The LHWP has been fraught with problems since the treaty was signed in 1986. Phase 1 left thousands of Basotho worse off than before the project began. While Lesotho was encouraged by the World Bank to export its “white gold” for poverty alleviation purposes, an internal World Bank study last year rated the project a failure on this key goal.

But there are good reasons the public should be paying more attention to this huge development. First, there are better alternatives to building more huge dams in Lesotho. Moves to increase water supply to Gauteng should only come after moves to increase the efficiency of urban water infrastructure. Developing water recycling schemes and repairing leaking municipal water infrastructure would boost the economy, provide jobs and spare the mountain valleys of Lesotho — all at a fraction of the R7,8bn cost of LHWP Phase 2. These and other demand-side management strategies are also a smarter approach for a southern Africa that will be drier as a result of climate change.

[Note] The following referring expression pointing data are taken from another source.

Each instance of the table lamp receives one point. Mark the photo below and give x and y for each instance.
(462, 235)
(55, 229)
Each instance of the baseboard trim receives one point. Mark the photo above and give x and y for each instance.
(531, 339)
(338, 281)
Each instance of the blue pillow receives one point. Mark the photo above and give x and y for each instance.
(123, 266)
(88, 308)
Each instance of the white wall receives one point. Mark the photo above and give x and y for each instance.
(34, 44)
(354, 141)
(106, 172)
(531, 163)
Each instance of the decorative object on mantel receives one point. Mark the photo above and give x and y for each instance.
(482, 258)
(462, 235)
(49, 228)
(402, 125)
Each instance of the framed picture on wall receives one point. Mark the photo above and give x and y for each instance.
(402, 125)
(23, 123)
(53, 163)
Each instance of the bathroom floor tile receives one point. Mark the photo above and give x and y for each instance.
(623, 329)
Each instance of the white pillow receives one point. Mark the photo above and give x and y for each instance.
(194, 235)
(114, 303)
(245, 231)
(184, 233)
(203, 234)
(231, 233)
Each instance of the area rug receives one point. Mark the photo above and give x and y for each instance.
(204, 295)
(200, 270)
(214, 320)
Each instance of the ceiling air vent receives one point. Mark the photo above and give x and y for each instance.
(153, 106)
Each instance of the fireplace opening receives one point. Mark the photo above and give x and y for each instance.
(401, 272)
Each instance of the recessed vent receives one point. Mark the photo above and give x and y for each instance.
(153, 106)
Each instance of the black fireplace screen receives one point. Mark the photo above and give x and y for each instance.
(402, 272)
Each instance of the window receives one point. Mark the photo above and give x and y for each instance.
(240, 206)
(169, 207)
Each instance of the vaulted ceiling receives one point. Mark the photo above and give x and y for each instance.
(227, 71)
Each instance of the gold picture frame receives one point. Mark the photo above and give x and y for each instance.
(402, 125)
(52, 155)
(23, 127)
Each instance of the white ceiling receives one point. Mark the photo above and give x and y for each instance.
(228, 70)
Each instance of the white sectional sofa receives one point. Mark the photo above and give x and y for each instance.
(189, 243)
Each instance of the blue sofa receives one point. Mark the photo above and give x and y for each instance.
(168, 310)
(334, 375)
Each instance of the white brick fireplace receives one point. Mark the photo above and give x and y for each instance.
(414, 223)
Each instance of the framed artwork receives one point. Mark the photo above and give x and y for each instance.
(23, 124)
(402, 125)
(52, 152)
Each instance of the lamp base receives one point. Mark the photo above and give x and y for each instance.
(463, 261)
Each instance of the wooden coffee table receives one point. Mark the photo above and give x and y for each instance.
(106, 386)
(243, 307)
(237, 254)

South Africans should also be sceptical about Phase 2 because of the effects on one of the region’s great rivers. Thousands of kilometres of the Senqu/Orange River, from Lesotho to its mouth at the Atlantic Ocean, will become water-starved in the name of Gauteng water consumers. Rivers are the most endangered natural systems on the planet and climate change will make their overall health even more precarious. Even with advanced rivermodelling and mitigation programmes, it is difficult to say how downstream areas will react to drastically reduced flows.

Lesotho’s food security is also at risk, with implications for the region’s overall prospects. Upstream of the Polihali Dam, thousands of square kilometres of fertile land will be inundated. According to estimates by project authorities, more than 20000 Basotho will be resettled or lose grazing and agricultural fields. While the LHWP is billed as a development initiative for Lesotho — and indeed it will bring much-needed infrastructure, hydroelectric power and temporary employment — many rural Basotho will suffer greatly as a result. Unless the LHWP brings sustainable economic activity to Lesotho, South Africans can expect more migration from Lesotho. Recent tightening of immigration restrictions by South African authorities will mean many of these migrants will go undocumented.

South Africans should also be concerned about the LHWP’s significance for regional good governance. Corruption is a major problem on large dam projects and the LHWP suffered from widespread corruption in Phase 1. Lesotho was lauded for trying and successfully convicting former LHWP CEO Masupha Sole for accepting bribes from international contracting companies, and for its dogged pursuit of guilty verdicts for the companies.

On August 1, however, the Lesotho Highlands Water Commission appointed the recently paroled Sole as chief technical adviser for the Lesotho delegation. In such a capacity, Sole will have more administrative control than he did as CEO, and will oversee several people who testified against him.

What is more, German company Lahmeyer International, which was found to have bribed Sole with about R5,9m, was recently removed from the World Bank’s black list two years early, and is now eligible to bid on Phase 2 contracts.

Finally, there has been little discussion of the fact that water costs as calculated by SA’s water boards derive largely from the costs of water diversion. The South African financing of the LHWP will come directly from the end user. Activists and policy makers would do well to integrate their concerns regarding water access with those raised by the LHWP.

The phrase “water connects” reminds us that we can’t take our water bonds for granted. The fate of urban SA is linked with its rural neighbour by water in complex ways that demand public attention: southern African environmental security, social stability, good governance and water access are at stake.

CHoag is a PhD student at the University of California, Santa Cruz. Pottinger is with International Rivers.